Mais revenons à nos moutons.
"Tea-Bag", c'est le nom que se donne une jeune Africaine arrivée en Suède comme tant d'autres via l'enfer du désert, des passeurs véreux, des marins malhonnêtes et autres salopards qui savent bien tirer du fric de la misère des autres (les premiers de la chaîne, en fait...).

Elle va croiser la route de Jesper Humlin, poète suédois nombriliste, hypocondriaque et pusillanime, coincé entre une copine casse-bonbons, sa mère encore pire et son éditeur très directif.

Qui veut lui faire écrire... Un polar ! Ah, ah, mise en abyme de Mankell lui-même, qui se désole de moins toucher les gens avec sa "vraie" littérature qu'avec ses romans policiers ? Ou juste un petit clin d'œil humoristique (appuyé, alors, parce que ça dure pendant tout le livre) ? Ben je ne sais pas trop (mais je préfère ses polars, ça c'est sûr !).

En tous cas, par un enchaînement de péripéties subies plus que voulues, notre poète va rencontrer, outre Tea-Bag l'Africaine, Leila l'Iranienne et Tania la Balte (comme ça, l'échantillon est représentatif...) avec lesquelles il va lancer un atelier d'écriture qui lui redonnera l'inspiration perdue. Avec incompréhensions mutuelles, quiproquos, décalages culturels, engueulades et quelques moments sympas quand même. Voilà en gros la trame du récit.

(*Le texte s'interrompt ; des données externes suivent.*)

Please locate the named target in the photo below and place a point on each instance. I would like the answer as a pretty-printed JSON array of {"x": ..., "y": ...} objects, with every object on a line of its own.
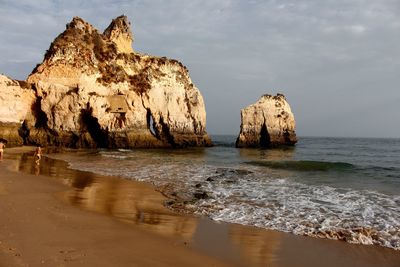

Au final, j'ai trouvé qu'autant le personnage de Jesper, archétype de l'intello occidental ramolli et mal dans son monde (de merde) peut convaincre (et agacer... Ce qu'il est mou du bide, quand même !!), autant les personnages des clandestins aux itinéraires quasiment métaphoriques (remontée de fleuve -ou traversée de la mer- à la rame, rencontres providentielles...) sonnent faux lorsqu'elles se lancent dans d'interminables récits autobiographiques parfaitement élaborés et imagés (et pour tout dire, complètement artificiels).

A moins que ?

A moins que Mankell ait délibérément renoncé au plausible, à "l'effet de réel" (si propre au polar, justement), comme un appui à la thèse (un peu pessimiste), selon laquelle il nous serait impossible de tout à fait comprendre (et donc raconter) "l'Autre", le migrant, l'étranger, le pauvre, et que résume ainsi l'héroïne éponyme du livre :

"- Tu n'as pas entendu ma voix. Tu n'entendais que la tienne. Tu ne m'as pas vue. Tu voyais la personne qui naissait de tes mots à toi"

Voilà, bonne journée !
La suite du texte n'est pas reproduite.